How to Create a Video of an AI Girl Eating a Banana or Sucking a Lollipop
Step-by-step guide to generating natural, cinematic eating and licking motions with AI using text-to-image and image-to-video tools
This tutorial shows you how to turn a single AI image into a full video of a girl eating a banana or seductively sucking/licking a Chupa Chups lollipop — using Text-to-Image and Image-to-Video tools inside ZenCreator.
You can use this workflow for any type of food or candy: fruit, snacks, desserts, lollipops, ice cream — whatever fits your creative vision.
Step 1 — Generate Your Starting Image (Text-to-Image)
Open Text-to-Image: https://app.zencreator.pro/tools/generator-by-prompt
Choose a model — for example Nana Banana, which works well for realistic portraits.
Here are ready-to-use prompt examples:
For Banana version:
A 20-year-old girl with red hair tied in high ponytail of her head, large breasts, and plump lips, holding a banana near her mouth. She is wearing a black leather top and black leather leggings.
For Chupa Chups Lollipop version:
A 20-year-old girl with black hair tied in two ponytails on either side of her head, large breasts, and plump lips, holding a lollipop near her mouth. She is wearing a pink T-shirt and a knee-length skirt. She is kneeling on the bed.
You can copy-paste exactly as-is or slightly adjust appearance/clothes if you want.
Next, select:
- Number of image variations
- Aspect ratio (9:16 for Reels, 16:9 for YouTube, 4:5 for Instagram)
Click Generate.
Pick the best-looking frame.
Step 2 — Animate the Image (Image-to-Video)
Open Image-to-Video: https://app.zencreator.pro/tools/video-generator
Upload your chosen image.
Select a generation model.
Important: When choosing the video generation model, pay attention to whether the model is marked SFW or NSFW:
- SFW models → will automatically censor or soften explicit licking/sucking motions (safe for TikTok/Instagram)
- NSFW models → allow full uncensored tongue play, visible saliva, deep motions, moaning audio, etc. (perfect for OnlyFans, Twitter/X, spicier platforms)
Choose accordingly depending on how explicit you want the final video to be.
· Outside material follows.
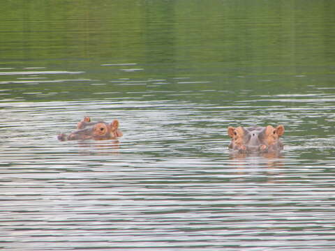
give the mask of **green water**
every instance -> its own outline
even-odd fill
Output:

Now paste this exact movement prompt:
For Banana version:
A beautiful woman playfully and seductively teasing a banana, her full glossy lips gliding around it in slow, intimate motions. She toys with it sensually — brushing it with the tip of her tongue, sliding her lips along the length, keeping the rhythm soft, erotic, and inviting. Her expression is flirty, warm, dreamy, filled with quiet sexual tension as she plays with the fruit. And then, after all the teasing, she gently bites off a piece — a slow, deliberate, sensual bite — and eats it with a soft, satisfied smile. Warm diffused lighting, creamy bokeh, velvety atmosphere, fluid and intimate movements.
For Chupa Chups Lollipop version:
A beautiful woman playfully and seductively teasing a lollipop, her full glossy lips gliding around it in slow, intimate motions. She toys with it sensually — brushing it with the tip of her tongue, sliding her lips along the candy, keeping the rhythm soft, erotic, and inviting. Her expression is flirty, warm, dreamy, filled with quiet playful tension as she plays with the treat. Warm diffused lighting, creamy bokeh, velvety atmosphere, fluid and intimate movements.
Customize it:
- Specify the eating action (bite, taste, chew, smile, interact with food)
- Describe camera motion (slow zoom, pan, handheld feel)
- Set emotional tone (playful, cute, natural, cinematic)
- Add environment details (kitchen, café, outdoors)
Then select:
- Aspect ratio
- Duration of the video
Click Generate.
Your video is ready!
Video Examples
Banana Eating Example
Watch how the banana animation creates natural, playful motions:
Tips for Best Results
Generate several variations
Try different camera motions and eating gestures — then combine them into a longer scene.
Keep the food visible
AI performs better when the food is clear in the initial image.
Use soft, flattering lighting
Natural or cinematic lighting produces realistic eating animations.
Choose an expressive facial prompt
Words like "natural expression," "soft smile," "gentle interaction," "realistic skin texture" help.
Audio makes a difference
WAN + Audio can generate ambient sound or you can upload your own track for realism.
Create a Full Video Sequence
For a longer video:
- Generate multiple short clips
- Use slightly different prompts
- Animate from different image angles
- Edit them together in any video editor (CapCut, Premiere, VN, DaVinci)
This creates a smooth, natural, extended sequence of the girl interacting with food.